Holmedahl, age 12 from Oslo, also performed live with her fellow students at Saturday night’s big bicentennial show on the grounds of the historic house at Eidsvoll, before the Norwegian, Swedish and Danish monarchs, government ministers and thousands of spectators. The applause was loud and long.

Holmedahl also sings in a children’s choir called Oslo Soul Children, which was “discovered,” she told newspaper Aftenposten, by state broadcaster NRK last December. Six members then took part in a Julemorgen choir on NRK and ultimately were asked to participate in the Eidsvoll video.
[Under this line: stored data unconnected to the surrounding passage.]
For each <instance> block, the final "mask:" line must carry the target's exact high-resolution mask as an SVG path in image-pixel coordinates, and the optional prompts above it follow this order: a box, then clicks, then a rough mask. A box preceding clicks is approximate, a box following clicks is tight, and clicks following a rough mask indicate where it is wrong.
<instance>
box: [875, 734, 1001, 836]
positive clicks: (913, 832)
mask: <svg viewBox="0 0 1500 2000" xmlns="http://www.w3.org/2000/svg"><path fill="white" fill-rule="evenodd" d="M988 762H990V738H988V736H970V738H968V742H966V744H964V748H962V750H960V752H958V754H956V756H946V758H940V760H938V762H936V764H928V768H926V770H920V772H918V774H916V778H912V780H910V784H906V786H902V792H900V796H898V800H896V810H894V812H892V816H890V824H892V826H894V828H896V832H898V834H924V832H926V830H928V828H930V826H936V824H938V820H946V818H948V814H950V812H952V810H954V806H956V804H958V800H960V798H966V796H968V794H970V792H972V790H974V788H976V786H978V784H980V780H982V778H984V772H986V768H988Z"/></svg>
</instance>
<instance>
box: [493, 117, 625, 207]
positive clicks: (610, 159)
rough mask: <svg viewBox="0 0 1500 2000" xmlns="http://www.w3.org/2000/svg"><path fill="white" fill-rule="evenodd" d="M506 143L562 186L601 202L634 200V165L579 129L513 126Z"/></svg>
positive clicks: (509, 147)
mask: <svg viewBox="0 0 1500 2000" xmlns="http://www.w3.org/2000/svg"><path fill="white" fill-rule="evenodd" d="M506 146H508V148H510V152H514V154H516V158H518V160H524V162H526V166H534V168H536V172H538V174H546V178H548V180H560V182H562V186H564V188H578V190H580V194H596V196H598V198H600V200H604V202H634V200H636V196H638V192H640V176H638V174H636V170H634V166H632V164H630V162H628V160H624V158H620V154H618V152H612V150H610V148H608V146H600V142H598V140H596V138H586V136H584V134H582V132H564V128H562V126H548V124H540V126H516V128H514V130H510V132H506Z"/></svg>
The video’s music was written by Lars Bleiklie Devik, who normally works with the Norwegian hit comedy duo Ylvis, while the lyrics were written by Hanne Vennemo, project leader for NRK’s children’s channel, NRK Super.

The lyrics tell the story of how and why the “Eidsvoll men” wrote the document that established Norway as a constitutional monarchy where the people would determine the law, not the monarch. The refrain repeats the men’s mantra of “Til Dovre faller,” a reference that Norway’s elected representatives must remain true to the people and their beliefs “until the mountains of Dovre fall.”

The video has been wildly popular in Norway, and many predict Holmedahl has a bright career ahead of her.